06 October 2008
The honeymoon has long been over for filmmaker M. Night Shyamalan. Take a look at the reviews of his latest movie, The Happening, available tomorrow (Oct. 7) on DVD.
With 163 reviews counted, the Web site Rotten Tomatoes calculates only 18 percent are positive. Just 12 percent of 33 "top critics" gave positive reviews.
That's down even from Shyamalan's poorly received fairy tale—and box office flop—Lady in the Water (2006), which has a Rotten Tomatoes rating of 24 percent.
The Happening is far from a perfect film, but it's hardly deserving of the vicious reviews it received when it opened in theaters back in June. Many critics seemed to take delight in attacking both the movie and Shyamalan himself:
"We don't care. It doesn't matter if they live or die, if there's a happy ending, or some kind of twist.
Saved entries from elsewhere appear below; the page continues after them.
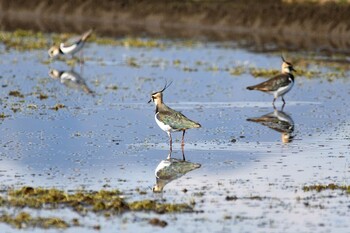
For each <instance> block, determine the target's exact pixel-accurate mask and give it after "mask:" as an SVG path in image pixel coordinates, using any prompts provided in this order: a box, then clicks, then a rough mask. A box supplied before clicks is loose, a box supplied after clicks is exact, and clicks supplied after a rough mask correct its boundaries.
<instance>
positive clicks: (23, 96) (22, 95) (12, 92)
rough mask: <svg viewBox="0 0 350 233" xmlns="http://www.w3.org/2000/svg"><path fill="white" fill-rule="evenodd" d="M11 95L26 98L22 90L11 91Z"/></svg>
mask: <svg viewBox="0 0 350 233" xmlns="http://www.w3.org/2000/svg"><path fill="white" fill-rule="evenodd" d="M9 96H14V97H18V98H24V95H23V94H22V93H21V92H20V91H17V90H16V91H10V92H9Z"/></svg>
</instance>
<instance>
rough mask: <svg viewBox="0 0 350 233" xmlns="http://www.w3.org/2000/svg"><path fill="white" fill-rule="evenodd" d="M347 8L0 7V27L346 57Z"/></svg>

The Happening is a movie to walk out of, sleep through, or—best of all—not to bother with." — James Berardinelli, Reelviews
"The true disaster on display in The Happening is Shyamalan's career hitting rock bottom." — Geoff Berkshire, Metromix.com
"(Mark) Wahlberg turns in one of his worst performances ever, but then he's saddled with preposterous scenes (like one where he tries to placate a ficus) and such lame lines as 'Could this really be happening?' Funny, I was wondering the same thing myself." — Andrew Gronvall, Chicago Reader
"Holy Mother of God ... this is awful." — Bob Grimm, Reno News and Review
I don't know what these critics watched, but I saw a movie that takes advantage of Shyamalan's first R rating, with disturbing images that find their way into your head and linger there.
It becomes even more unsettling as it juxtaposes horror elements (an airborne toxin leaves those it affects zombielike, their only aim to kill themselves, which they do in increasingly shocking ways—the guy with the lawnmower wins the award for creativity); relationship drama (Alma [Zooey Deschanel] is plagued with guilt after having thoughts of cheating on her husband, high school science teacher Elliot [Mark Wahlberg]); and humor (the kooky husband-and-wife nursery owners [Frank Collison, Victoria Clark] are the only ones who have figured out the plants are behind the crisis; they also love hot dogs).
The movie, produced, written and directed by Shyamalan, follows Elliot, Alma and a handful of others, including Elliot's math teacher buddy Julian (John Leguizamo) and Julian's daughter Jess (Ashlyn Sanchez) as the toxin spreads across the Northeast, forcing them to flee from Philadelphia.
The Happening is an environmental horror movie, which proved to be problematic at the box office (it grossed $64.5 million domestically, the second lowest total for Shyamalan, who has topped $200 twice before). How do you sell a horror movie with no monster, no bad guy for our heroes to vanquish?
Another question: Are the protagonists heroes? No, not really. All they want to do is survive. They aren't saving the world from ruin—they couldn't do that even if they tried. What they are running from is simply an act of nature. And in the end, all they really do is run and hide—Shyamalan builds it up, then offers nothing resembling a climax. He is a stubborn filmmaker who is convinced that his way is just only the right way, but the only way. I can see how some people—especially critics—might resent that. It rubs me the wrong way, too, sometimes, but then again, he has made only one truly bad film (Lady in the Water) and a pair of movies bordering on greatness (The Sixth Sense, Signs).
The Happening is not your run-of-the-mill horror movie. It is flawed, to be sure, but infinitely more interesting than a guy in a mask slaughtering teenagers. It's worth a look.